As I worked, I realized that like life, creating art is a process. I couldn’t expect perfection from the get-go, and I didn’t necessarily know where I was headed. There were times when I felt I’d made mistakes, but the beauty of the process allowed me to keep going, over and over, until it felt right.
Sometimes I asked Mike for guidance, and other times I dug through the buckets of acrylics, picked one (burnt orange was a reliable stand-by) and tried again on my own. A little color here, some copper dust there, a few more brushstrokes … I followed my whims, watched and learned, and eventually found comfort and reassurance in knowing “there are no mistakes.” And when all was said and done, the result was a beautiful collaborative effort — perfect in its imperfection.
For me, painting with Mike is an escape from the ordinary, an escape from routine —for me, painting allows me to simply create. But it’s more than that — painting is a lesson; it’s an exercise in personal growth. It stretches the boundaries of familiarity, inspires creative freedom and allows me to experience a glimpse inside the life of an artist. I value the days when I allow myself to simply create. I revel in the colors, scents and feel of the work … by painting with Elsass, I get to experience firsthand the color of energy.
In addition to creating art for his galleries and working on commissioned pieces, Elsass holds classes and workshops for those interested in exploring their more artistic sides.

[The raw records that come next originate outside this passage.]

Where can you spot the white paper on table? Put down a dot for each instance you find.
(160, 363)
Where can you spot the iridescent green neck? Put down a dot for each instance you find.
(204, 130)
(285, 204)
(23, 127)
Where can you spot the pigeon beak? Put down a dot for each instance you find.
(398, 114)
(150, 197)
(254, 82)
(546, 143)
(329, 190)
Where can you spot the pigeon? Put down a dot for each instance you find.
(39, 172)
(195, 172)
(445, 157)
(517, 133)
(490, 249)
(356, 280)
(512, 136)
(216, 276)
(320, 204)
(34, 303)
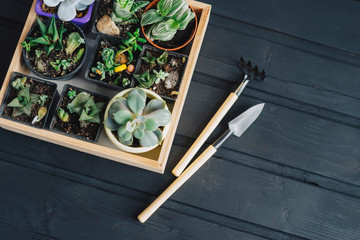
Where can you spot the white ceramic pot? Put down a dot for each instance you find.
(112, 137)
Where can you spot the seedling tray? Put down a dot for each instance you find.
(154, 160)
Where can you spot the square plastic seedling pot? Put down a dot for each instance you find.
(79, 21)
(54, 117)
(14, 75)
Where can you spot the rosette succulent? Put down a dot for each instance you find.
(134, 120)
(169, 17)
(67, 8)
(125, 11)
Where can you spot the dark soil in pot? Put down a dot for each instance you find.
(40, 64)
(53, 10)
(105, 8)
(91, 131)
(181, 37)
(112, 80)
(175, 66)
(36, 87)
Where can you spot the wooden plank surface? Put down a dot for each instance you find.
(293, 175)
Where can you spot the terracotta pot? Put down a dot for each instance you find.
(112, 137)
(170, 49)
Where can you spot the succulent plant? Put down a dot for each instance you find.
(51, 37)
(169, 17)
(73, 42)
(23, 102)
(67, 8)
(124, 11)
(84, 105)
(145, 80)
(111, 62)
(19, 83)
(133, 119)
(160, 76)
(149, 58)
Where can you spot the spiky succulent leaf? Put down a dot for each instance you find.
(111, 124)
(78, 103)
(153, 105)
(150, 17)
(124, 134)
(149, 139)
(151, 124)
(164, 7)
(136, 103)
(123, 116)
(176, 6)
(161, 116)
(42, 26)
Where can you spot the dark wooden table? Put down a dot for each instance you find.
(295, 174)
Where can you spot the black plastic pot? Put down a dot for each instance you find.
(50, 107)
(173, 54)
(67, 25)
(55, 117)
(93, 62)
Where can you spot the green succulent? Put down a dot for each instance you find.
(132, 118)
(24, 101)
(149, 58)
(73, 42)
(124, 11)
(84, 105)
(58, 64)
(160, 76)
(19, 83)
(162, 59)
(145, 80)
(169, 17)
(51, 37)
(71, 94)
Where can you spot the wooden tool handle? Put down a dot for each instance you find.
(219, 115)
(177, 183)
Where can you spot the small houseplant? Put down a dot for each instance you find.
(54, 50)
(79, 113)
(114, 60)
(161, 71)
(118, 17)
(77, 11)
(169, 24)
(28, 100)
(137, 120)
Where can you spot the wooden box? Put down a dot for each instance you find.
(154, 160)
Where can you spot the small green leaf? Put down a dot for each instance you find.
(124, 134)
(64, 116)
(150, 17)
(149, 139)
(151, 124)
(139, 133)
(162, 116)
(111, 124)
(42, 26)
(123, 116)
(153, 105)
(136, 103)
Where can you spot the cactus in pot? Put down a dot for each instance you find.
(136, 121)
(67, 8)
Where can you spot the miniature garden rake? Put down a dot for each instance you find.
(249, 73)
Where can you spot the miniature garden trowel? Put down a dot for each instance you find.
(250, 73)
(236, 127)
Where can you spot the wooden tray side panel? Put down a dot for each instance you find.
(194, 54)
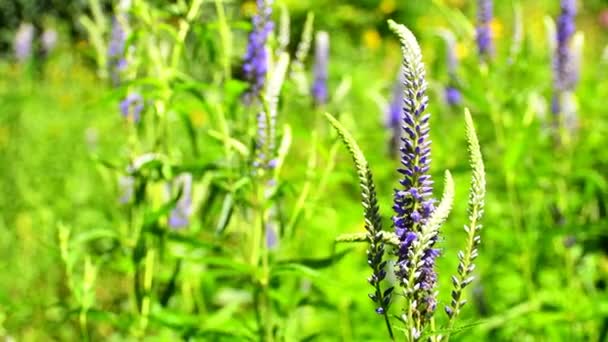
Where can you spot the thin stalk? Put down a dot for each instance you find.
(225, 38)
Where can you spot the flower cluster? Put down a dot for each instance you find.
(23, 41)
(565, 62)
(319, 87)
(255, 65)
(48, 40)
(484, 30)
(117, 61)
(413, 202)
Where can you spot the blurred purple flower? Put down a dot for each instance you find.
(566, 74)
(452, 96)
(180, 215)
(566, 65)
(48, 40)
(484, 31)
(23, 41)
(319, 86)
(255, 64)
(132, 106)
(116, 48)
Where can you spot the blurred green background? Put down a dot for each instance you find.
(543, 265)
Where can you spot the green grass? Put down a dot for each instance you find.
(60, 128)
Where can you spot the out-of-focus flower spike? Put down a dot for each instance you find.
(518, 32)
(484, 30)
(320, 93)
(255, 64)
(132, 106)
(452, 94)
(48, 40)
(297, 73)
(394, 113)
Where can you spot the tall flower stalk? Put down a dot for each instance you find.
(394, 114)
(413, 203)
(417, 221)
(255, 64)
(319, 90)
(484, 30)
(466, 257)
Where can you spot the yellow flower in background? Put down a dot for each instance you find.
(248, 8)
(197, 117)
(371, 39)
(462, 50)
(496, 28)
(387, 6)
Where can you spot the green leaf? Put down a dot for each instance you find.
(317, 263)
(371, 211)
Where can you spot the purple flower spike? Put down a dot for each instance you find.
(452, 96)
(48, 40)
(566, 64)
(255, 64)
(413, 202)
(484, 31)
(319, 87)
(23, 41)
(132, 106)
(116, 48)
(180, 215)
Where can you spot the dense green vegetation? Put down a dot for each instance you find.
(79, 262)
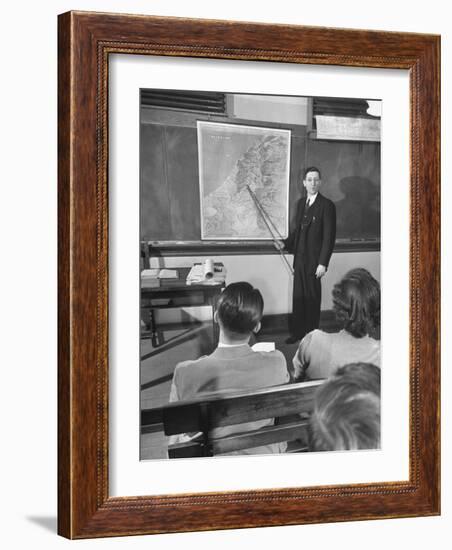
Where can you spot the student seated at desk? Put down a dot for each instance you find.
(233, 366)
(356, 301)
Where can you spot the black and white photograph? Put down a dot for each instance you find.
(260, 231)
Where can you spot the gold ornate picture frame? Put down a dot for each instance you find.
(86, 40)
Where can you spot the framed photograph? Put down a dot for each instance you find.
(194, 158)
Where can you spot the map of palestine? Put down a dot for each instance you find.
(244, 177)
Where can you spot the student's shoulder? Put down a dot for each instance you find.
(272, 357)
(190, 364)
(315, 336)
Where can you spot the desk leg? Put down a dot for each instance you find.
(154, 335)
(215, 327)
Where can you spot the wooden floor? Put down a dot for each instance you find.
(157, 365)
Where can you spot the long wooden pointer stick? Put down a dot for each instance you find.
(265, 216)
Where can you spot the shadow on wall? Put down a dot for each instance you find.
(358, 213)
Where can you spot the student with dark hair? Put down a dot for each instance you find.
(346, 413)
(356, 302)
(311, 241)
(233, 366)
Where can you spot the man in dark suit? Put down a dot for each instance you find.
(311, 242)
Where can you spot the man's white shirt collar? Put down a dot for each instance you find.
(311, 199)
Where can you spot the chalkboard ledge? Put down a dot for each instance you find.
(237, 248)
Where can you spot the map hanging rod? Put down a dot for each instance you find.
(268, 221)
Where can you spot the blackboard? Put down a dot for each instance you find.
(170, 205)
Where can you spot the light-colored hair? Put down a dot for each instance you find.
(356, 302)
(346, 413)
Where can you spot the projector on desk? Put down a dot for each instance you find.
(207, 273)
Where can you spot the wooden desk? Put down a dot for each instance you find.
(175, 293)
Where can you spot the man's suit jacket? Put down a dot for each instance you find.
(312, 239)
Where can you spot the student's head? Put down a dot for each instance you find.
(346, 413)
(312, 180)
(239, 311)
(356, 302)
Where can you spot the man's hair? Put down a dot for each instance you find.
(346, 414)
(240, 308)
(356, 302)
(311, 169)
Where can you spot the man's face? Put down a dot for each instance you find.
(312, 182)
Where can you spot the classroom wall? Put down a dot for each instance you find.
(271, 276)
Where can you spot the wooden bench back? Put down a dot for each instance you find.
(228, 409)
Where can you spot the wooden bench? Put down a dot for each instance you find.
(289, 404)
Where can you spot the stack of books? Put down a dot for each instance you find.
(150, 278)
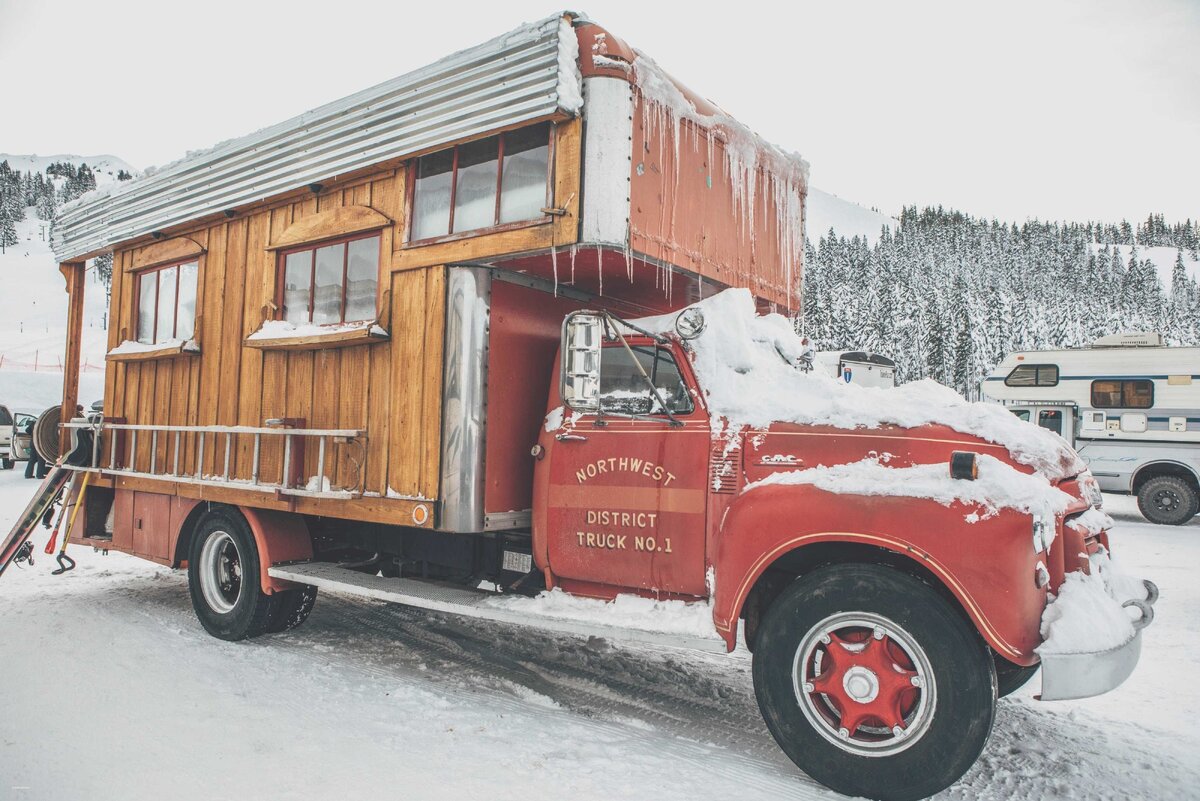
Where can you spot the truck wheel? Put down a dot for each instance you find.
(222, 576)
(873, 684)
(1011, 678)
(1168, 500)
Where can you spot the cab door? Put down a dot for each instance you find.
(624, 489)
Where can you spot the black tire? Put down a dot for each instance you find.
(238, 608)
(292, 608)
(949, 718)
(1011, 678)
(1168, 500)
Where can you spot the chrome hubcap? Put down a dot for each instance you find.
(864, 684)
(220, 572)
(861, 684)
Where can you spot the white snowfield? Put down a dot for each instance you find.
(744, 363)
(114, 691)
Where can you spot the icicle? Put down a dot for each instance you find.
(553, 262)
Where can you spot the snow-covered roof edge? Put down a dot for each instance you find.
(534, 66)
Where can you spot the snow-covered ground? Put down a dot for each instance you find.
(33, 323)
(115, 692)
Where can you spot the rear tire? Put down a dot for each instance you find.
(1168, 500)
(223, 578)
(851, 654)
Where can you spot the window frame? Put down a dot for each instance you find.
(659, 350)
(281, 258)
(138, 275)
(1123, 383)
(1037, 373)
(411, 188)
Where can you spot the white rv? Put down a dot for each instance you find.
(1128, 404)
(857, 367)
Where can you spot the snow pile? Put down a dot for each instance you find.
(570, 79)
(999, 486)
(286, 330)
(1091, 522)
(1086, 616)
(744, 362)
(623, 612)
(132, 347)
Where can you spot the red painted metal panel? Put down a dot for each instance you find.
(123, 521)
(151, 525)
(683, 212)
(523, 339)
(625, 506)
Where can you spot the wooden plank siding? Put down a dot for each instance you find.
(390, 387)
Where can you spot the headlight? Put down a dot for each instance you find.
(1039, 535)
(1090, 489)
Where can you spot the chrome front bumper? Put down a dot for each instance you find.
(1083, 675)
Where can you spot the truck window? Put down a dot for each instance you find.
(1123, 393)
(623, 389)
(1051, 420)
(1033, 375)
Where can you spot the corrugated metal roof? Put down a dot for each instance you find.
(507, 80)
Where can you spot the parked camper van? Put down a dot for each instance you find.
(1128, 404)
(857, 367)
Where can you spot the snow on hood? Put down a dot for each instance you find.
(744, 362)
(999, 486)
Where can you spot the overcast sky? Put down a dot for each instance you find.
(1017, 109)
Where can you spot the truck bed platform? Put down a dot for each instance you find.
(469, 602)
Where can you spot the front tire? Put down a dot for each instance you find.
(873, 684)
(223, 579)
(1168, 500)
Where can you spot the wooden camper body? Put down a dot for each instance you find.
(645, 214)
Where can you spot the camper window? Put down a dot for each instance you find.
(166, 302)
(1033, 375)
(1123, 393)
(330, 283)
(484, 184)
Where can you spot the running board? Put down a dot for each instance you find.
(475, 603)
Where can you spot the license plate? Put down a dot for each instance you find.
(517, 562)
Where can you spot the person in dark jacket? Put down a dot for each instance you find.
(36, 465)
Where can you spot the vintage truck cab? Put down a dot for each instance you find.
(888, 588)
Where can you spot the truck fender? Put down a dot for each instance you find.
(281, 537)
(934, 543)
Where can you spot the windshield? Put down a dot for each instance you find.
(624, 390)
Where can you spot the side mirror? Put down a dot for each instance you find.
(580, 379)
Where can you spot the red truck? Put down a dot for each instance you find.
(439, 343)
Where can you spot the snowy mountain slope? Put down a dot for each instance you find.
(103, 167)
(846, 218)
(33, 323)
(1163, 259)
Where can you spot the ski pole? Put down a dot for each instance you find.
(66, 562)
(58, 524)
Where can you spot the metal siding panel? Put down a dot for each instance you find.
(508, 80)
(607, 160)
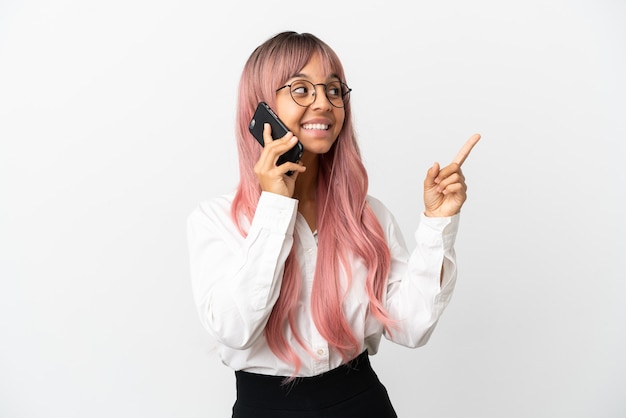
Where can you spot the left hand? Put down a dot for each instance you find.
(445, 190)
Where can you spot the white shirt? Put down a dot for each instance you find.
(237, 280)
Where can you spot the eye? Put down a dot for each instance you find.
(333, 89)
(300, 88)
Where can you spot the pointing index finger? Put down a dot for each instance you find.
(467, 147)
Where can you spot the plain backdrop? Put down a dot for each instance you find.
(117, 119)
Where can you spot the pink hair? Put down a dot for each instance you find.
(347, 226)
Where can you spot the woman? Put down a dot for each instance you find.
(299, 273)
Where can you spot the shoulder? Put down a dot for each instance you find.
(384, 215)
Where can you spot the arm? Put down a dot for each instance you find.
(236, 280)
(420, 284)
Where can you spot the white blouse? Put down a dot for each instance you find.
(236, 282)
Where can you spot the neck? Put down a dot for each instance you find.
(306, 190)
(306, 184)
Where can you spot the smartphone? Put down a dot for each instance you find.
(264, 114)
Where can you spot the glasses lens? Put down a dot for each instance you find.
(335, 93)
(303, 92)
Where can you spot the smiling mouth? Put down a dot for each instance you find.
(317, 126)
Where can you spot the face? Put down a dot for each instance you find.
(318, 125)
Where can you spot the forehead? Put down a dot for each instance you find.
(316, 69)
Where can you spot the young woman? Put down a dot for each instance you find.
(299, 273)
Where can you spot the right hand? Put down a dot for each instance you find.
(273, 178)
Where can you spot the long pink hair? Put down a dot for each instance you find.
(347, 226)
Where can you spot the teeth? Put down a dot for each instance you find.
(315, 126)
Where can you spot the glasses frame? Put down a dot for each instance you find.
(345, 97)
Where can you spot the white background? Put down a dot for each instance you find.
(117, 118)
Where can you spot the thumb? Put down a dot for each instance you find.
(431, 175)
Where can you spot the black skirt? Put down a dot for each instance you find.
(351, 390)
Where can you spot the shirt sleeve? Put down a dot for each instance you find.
(420, 284)
(235, 279)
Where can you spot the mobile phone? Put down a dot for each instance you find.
(264, 114)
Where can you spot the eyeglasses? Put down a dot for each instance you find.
(303, 92)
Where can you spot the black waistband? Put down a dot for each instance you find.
(348, 380)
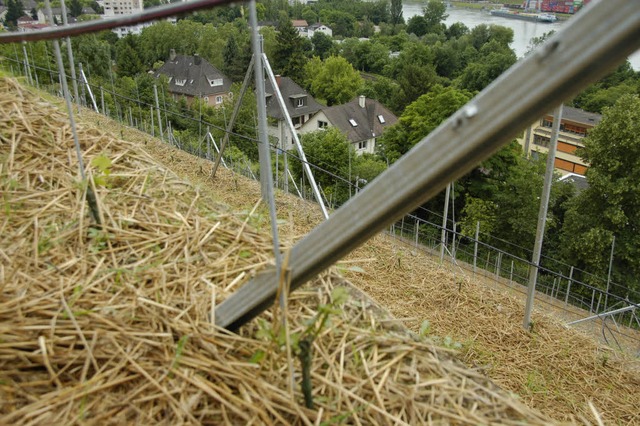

He periodically hosts special events and exhibits at his Color of Energy Gallery as well as open houses with wine, food and fine art every First Friday from noon until 10 p.m. Art lovers and novices alike can find Elsass’ pieces at a number of Dayton locations, including Sidebar, the Dayton Racquet Club, the Envelope, Penny Lane Publishing, Centerville Design, Deck the Walls and Vintage Scout Interiors.
Visit the gallery, sign up for a class, or just stop by to say hello, and you’ll see for yourself why the work of this incredibly talented local artist has become so widely acclaimed. Once you experience the beauty of painting on steel with Mike Elsass, you won’t know what hit you — and you’ll never turn back.